Rallentare il tumore del pancreas è possibile: la chiave è un gene

La ricerca, pubblicata su Cancer Research, ha individuato nel gene Fgfr2 un fattore determinante

Il tumore del pancreas, una delle neoplasie più letali e difficili da diagnosticare, potrebbe finalmente vedere rallentata la sua progressione grazie a una scoperta innovativa. Un team di ricercatori del Cold Spring Harbor Laboratory, coordinati dal direttore David Tuveson e con la partecipazione della ricercatrice italiana Claudia Tonelli, ha identificato un gene che potrebbe rappresentare una nuova arma per contrastare questa malattia, destinata a diventare il secondo tumore più mortale a livello globale entro il 2030.

La ricerca, pubblicata su Cancer Research, ha individuato nel gene Fgfr2 un fattore determinante nell’amplificare l’azione del gene Kras, noto oncogene che colpisce oltre il 95% dei tumori pancreatici. Mentre Kras è già stato riconosciuto come il principale colpevole della formazione del tumore, l’intervento di Fgfr2 rende il cancro ancora più aggressivo. La scoperta è stata confermata da esperimenti su topi e organoidi, modelli di pancreas coltivati in laboratorio, che hanno mostrato come l’utilizzo di farmaci esistenti contro Fgfr2 possa rallentare significativamente la crescita del tumore.

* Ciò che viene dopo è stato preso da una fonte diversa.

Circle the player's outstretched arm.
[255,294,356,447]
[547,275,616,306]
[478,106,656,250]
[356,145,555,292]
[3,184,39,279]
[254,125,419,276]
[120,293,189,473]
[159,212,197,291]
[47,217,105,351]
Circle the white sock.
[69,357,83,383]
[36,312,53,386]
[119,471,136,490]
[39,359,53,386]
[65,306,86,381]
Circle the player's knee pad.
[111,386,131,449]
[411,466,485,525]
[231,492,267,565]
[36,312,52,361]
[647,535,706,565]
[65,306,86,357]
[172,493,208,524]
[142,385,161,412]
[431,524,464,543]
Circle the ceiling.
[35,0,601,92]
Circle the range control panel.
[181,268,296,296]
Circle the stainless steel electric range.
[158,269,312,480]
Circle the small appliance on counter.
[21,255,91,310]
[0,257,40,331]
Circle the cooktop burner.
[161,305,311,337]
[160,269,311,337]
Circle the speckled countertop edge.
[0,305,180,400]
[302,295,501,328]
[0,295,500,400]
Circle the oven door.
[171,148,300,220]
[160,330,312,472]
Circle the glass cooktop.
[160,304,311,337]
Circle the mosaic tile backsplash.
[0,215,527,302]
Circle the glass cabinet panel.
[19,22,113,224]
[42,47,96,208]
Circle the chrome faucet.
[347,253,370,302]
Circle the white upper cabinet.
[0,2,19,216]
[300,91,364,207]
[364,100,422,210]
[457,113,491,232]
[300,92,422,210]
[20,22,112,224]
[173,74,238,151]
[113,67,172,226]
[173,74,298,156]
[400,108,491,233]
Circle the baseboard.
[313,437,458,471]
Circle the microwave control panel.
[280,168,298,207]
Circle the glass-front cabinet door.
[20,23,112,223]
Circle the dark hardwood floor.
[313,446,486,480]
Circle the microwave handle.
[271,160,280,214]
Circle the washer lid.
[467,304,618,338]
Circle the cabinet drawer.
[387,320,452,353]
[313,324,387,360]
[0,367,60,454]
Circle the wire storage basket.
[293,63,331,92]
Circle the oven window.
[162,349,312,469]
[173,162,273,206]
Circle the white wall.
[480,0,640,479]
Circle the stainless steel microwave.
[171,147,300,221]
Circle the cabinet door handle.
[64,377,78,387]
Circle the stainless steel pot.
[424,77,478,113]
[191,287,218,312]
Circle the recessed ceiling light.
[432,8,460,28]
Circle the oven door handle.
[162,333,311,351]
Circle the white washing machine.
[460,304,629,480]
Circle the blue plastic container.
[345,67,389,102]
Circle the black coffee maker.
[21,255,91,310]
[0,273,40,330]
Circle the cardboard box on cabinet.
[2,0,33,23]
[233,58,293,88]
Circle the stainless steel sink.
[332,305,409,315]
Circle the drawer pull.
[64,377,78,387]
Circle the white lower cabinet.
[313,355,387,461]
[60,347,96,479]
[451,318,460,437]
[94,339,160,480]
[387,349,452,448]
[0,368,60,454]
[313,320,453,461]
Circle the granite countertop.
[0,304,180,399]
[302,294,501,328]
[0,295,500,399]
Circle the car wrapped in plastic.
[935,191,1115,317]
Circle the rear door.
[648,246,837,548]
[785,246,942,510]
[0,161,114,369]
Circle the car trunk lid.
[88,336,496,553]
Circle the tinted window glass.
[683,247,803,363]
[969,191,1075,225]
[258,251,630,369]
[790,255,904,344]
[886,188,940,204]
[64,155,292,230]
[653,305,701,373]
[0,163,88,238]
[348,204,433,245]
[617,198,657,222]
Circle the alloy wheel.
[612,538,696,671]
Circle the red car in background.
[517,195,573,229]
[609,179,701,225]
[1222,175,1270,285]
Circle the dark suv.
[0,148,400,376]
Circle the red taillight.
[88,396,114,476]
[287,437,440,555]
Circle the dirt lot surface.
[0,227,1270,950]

Questa nuova conoscenza apre la strada a diagnosi più tempestive e a trattamenti più mirati, riducendo l’aggressività della malattia. La possibilità di individuare precocemente il cancro del pancreas e contrastarlo con terapie già disponibili rappresenta una speranza concreta per i pazienti e segna un passo decisivo nella lotta contro una delle forme di cancro più difficili da trattare.